# Implicit Functions and extracting an isosurface

I recently discovered a paper on Dual Marching Cubes which produces a much reduced poly count to other methods like Dual Contouring and Marching Cubes, however a recurring theme when reading these papers is that they make reference to implicit functions.

I've been wanting to implement a form of this for procedural terrain created using a noise function (like Simplex Noise) but I don't understand how if I were to use a data structure like an Octree, or even a uniform grid, I could then use the algorithm since it wants an Implicit Function.

I think I'm going about this all wrong and not understanding something correctly, can anyone explain how it would be possible, or even if it is at all, to represent procedural terrain with an implicit function?

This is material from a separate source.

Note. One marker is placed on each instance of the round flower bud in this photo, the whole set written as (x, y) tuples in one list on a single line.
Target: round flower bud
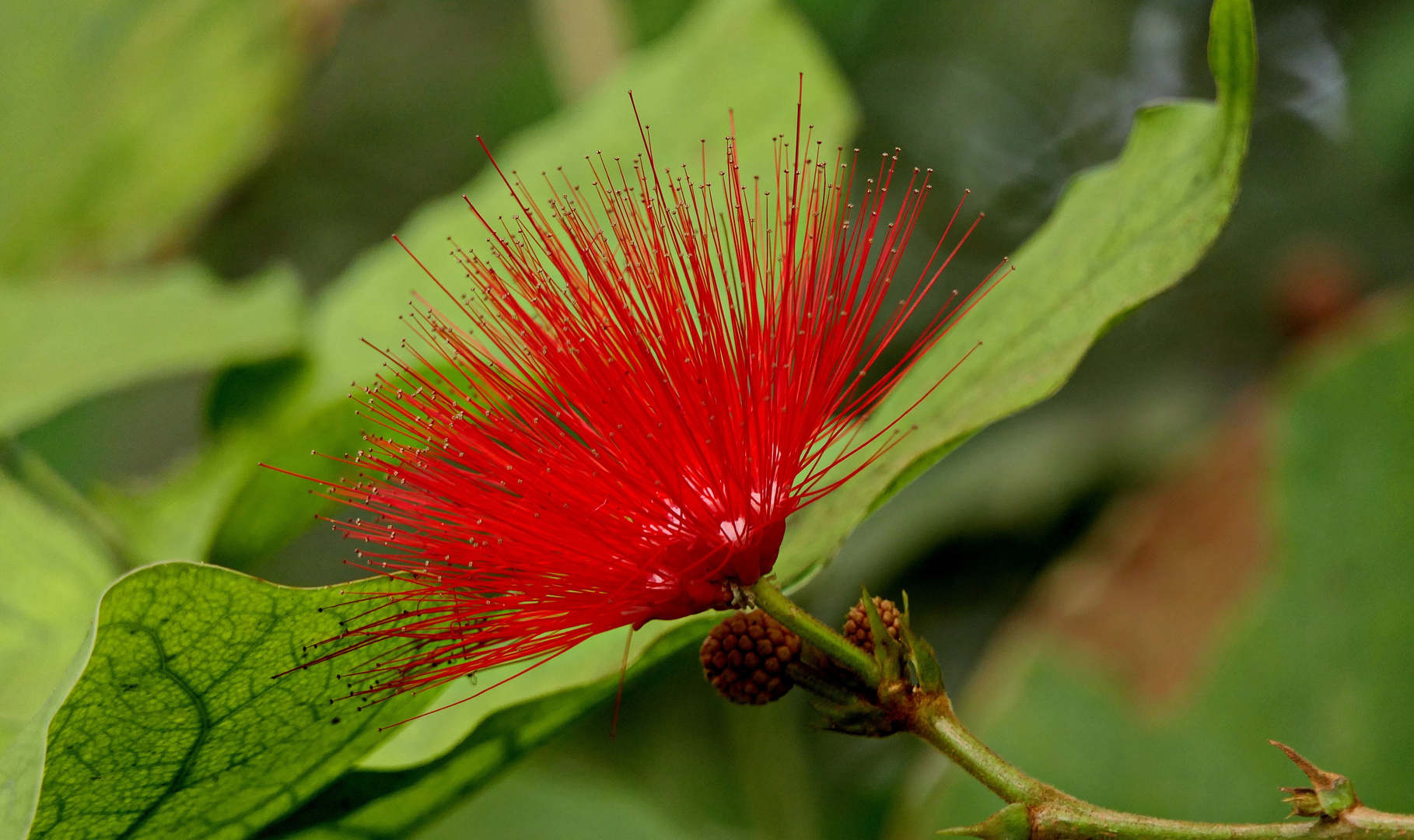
[(745, 658), (857, 622)]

Implicit Functions and Surfaces

An implicit function is simply a function that, from any point in N-dimensional space gives you a real number:

forall x in R^N, f(x) -> R


In your case, what you want is a 3D function that returns some real (i.e floating point) number:

f(x, y, z) -> [-infinity, +infinity]


The implicit part comes in when we reinterpret this function as a series of isosurfaces generated by fixing the output of the function to some constant c.

surface_c = all x, y, z such that f(x, y, z) = c


The Signed Distance Function

A common implicit function used to represent real surfaces is the Signed Distance Function (SDF). The SDF represents the scene such that at every point in space, it stores the distance to the nearest surface. For points in the scene that lie outside of the surface, the SDF is positive. For points inside of the surface, the SDF is negative. Exactly on the surface, the SDF is zero. Therefore, the SDF is an implicit function that represents the surface whenever it equals zero.

As an illustrative example, consider the SDF of a sphere with radius r and center c_x, c_y, c_z. At all points in space, the distance to the center of the sphere is given by:

f_center(x, y, z) = sqrt((x - c_x)^2 + (y - c_y)^2 + (z - c_z)^2);


The signed distance to the surface of the sphere is therefore:

f_sphere(x, y, z) = f_center(x, y, z) - r;


We can easily find the isosurface describing the sphere by simply finding all points in 3D space which are equal to zero:

sphere_surface = all x, y, z such that f_sphere(x, y, z) = 0


This surface can be extracted using marching cubes.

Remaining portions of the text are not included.